The boat nudged the bank, stern first, and the old man heard a dry, scurrying sound behind him. He looked around. He opened his mouth to scream and got one long wail out of his lungs before the creatures were all over him, spraying him with some kind of foul-smelling mist. Captain Jack LaFever knew several seconds of very intense pain as the mutants went for his eyes. He tried to move. His limbs felt numb. Summoning all his strength, the old man threw himself out of the johnboat and into the bayou.
'Gators in here, he reminded himself. But I'd rather chance the gators than them goddamn things!
The mutants left him as Captain Jack let himself sink several feet under the murky waters of the bayou. He swam about fifty feet before he had to surface for air. One quick breath and he went back under, angling for the far shore where his truck was parked.
God! There must have been thousands of them. Millions! Where in God's name did they come from? Then he remembered the bones of animals he'd been seeing the past few days. Deer, mostly. The things had been eatin' animals until they ran out. Now they were after humans.
Something bumped him in the water, scraping his leg, and he almost panicked as the huge shape glided past. Gators won't usually hurt you, he reminded himself—usually. He surfaced for air, and knew he was blind in one eye. The bloody socket hurt like the devil. Then he was on the far bank and running for his life.
He made it to his pickup, rolled up all the windows, then shut the side vents. With shaking, panicky fingers, he cranked the engine.
“Come on, you old son of a bitch!” he yelled at the grinding starter. “Fire!”
The old engine caught, coughed, died, then roared. Captain Jack floored the pedal, spinning his back tires as he headed for Bonne Terre. “Ain't no one gonna believe me,” he muttered, holding the palm of his hand over his blind eye. “But I know what I saw, and I damn shore ain't gonna forgit it soon.”
Before punching the button, returning Al Little to the line, Inspector Benning of the New Orleans FBI office had summoned half a dozen agents into his office, and three secretaries. He had put Al Little on his desk speaker. Every person in the office had memories of Al's strange sense of humor: huge rubber spiders in the secretaries' desks; a condom filled with water hanging in the men's washroom; an actual shrunken head sitting on Inspector Benning's desk. Al had once put a get-well card on a box of Kotex and nailed it to the bulletin board.

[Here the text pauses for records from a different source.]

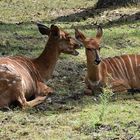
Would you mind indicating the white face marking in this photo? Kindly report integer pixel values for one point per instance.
(120, 68)
(115, 68)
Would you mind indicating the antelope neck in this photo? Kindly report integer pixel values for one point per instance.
(46, 62)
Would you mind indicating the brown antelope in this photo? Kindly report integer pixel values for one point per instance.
(120, 73)
(21, 77)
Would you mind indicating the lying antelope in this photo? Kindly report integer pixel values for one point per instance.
(21, 77)
(121, 73)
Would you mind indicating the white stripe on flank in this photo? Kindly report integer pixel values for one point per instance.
(115, 69)
(130, 61)
(23, 68)
(125, 67)
(110, 76)
(111, 69)
(120, 68)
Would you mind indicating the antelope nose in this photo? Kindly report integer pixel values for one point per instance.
(97, 61)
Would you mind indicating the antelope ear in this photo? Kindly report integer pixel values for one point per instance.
(55, 32)
(99, 33)
(79, 35)
(44, 30)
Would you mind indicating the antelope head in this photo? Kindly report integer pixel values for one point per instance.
(91, 44)
(61, 39)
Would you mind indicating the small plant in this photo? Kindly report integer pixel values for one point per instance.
(104, 100)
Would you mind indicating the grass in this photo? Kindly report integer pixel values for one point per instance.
(68, 114)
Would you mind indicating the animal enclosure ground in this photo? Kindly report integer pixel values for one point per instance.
(68, 114)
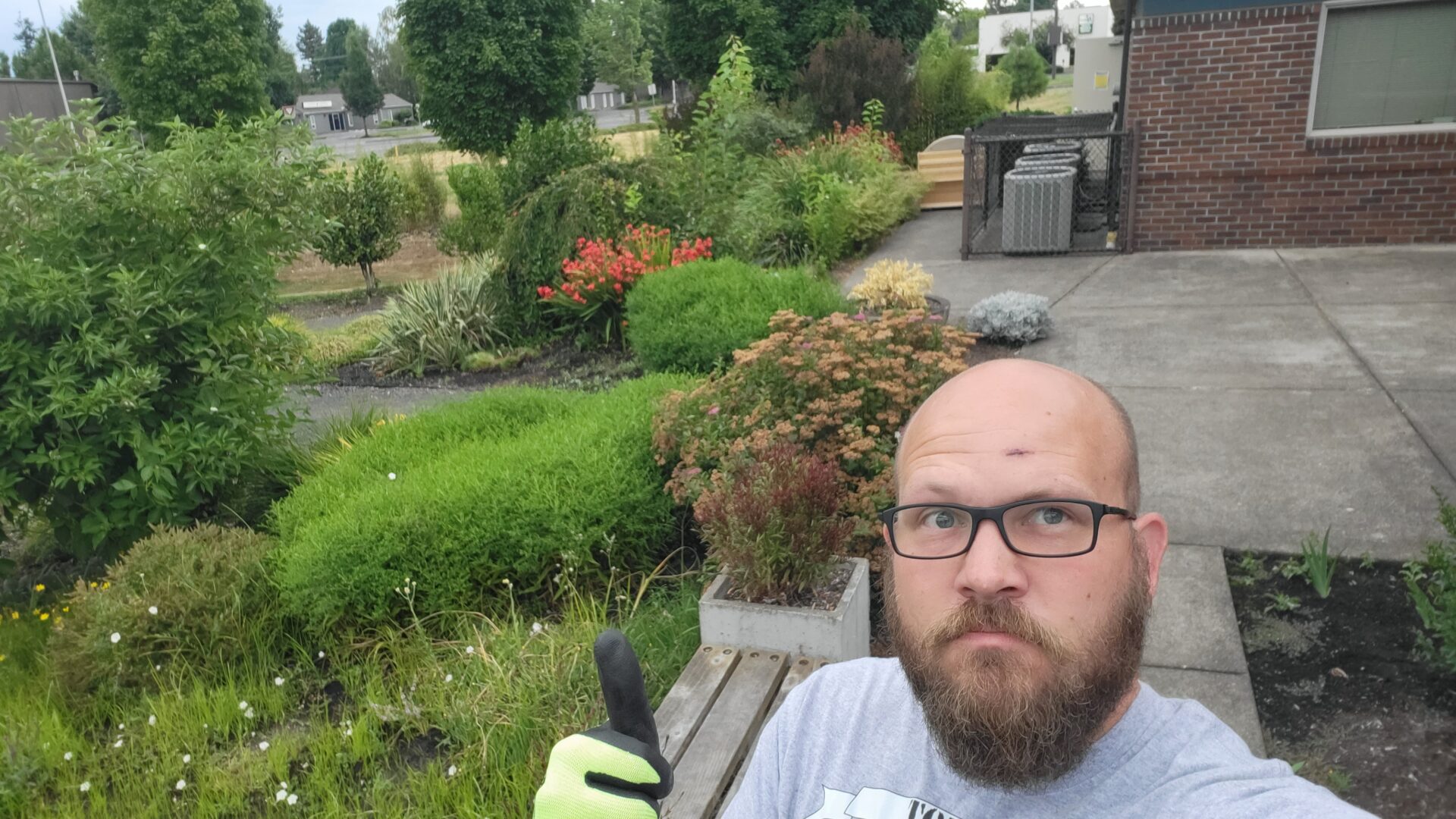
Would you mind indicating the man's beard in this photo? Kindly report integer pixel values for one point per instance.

Oh, yes, they all had memories of Al's sense of humor. He was a good agent—just full of bullshit.
“Now, Al,” Inspector Benning said, holding a finger to his lips, shushing the giggling in the office,
I want you to tell me again what's happened up in Lapeer Parish. Two people were attacked and eaten by giant roaches? Is that right?”
“Ask him if they went: Na-noo, Na-noo,” an agent whispered into Benning's ear, sending the Inspector into spasms of suppressed laughter.
“Yes, sir,” Al said, a feeling of defeat in his guts. They knew him only too well in the office to believe any of this story.
“Al, I hate to remind you of this, but giant roaches are really not the affair of the Bureau. Have you tried the Department of Agriculture?” he chuckled.
“No, sir,” Al replied stiffly.
“Did you see these creatures?” Benning asked.
“No, sir.”
“I see, Al. Well, if you want to spend your vacation with a fly-swatter in one hand and a can of Black Flag in the other, that's your business. You say you're going to send me the coroner's report?”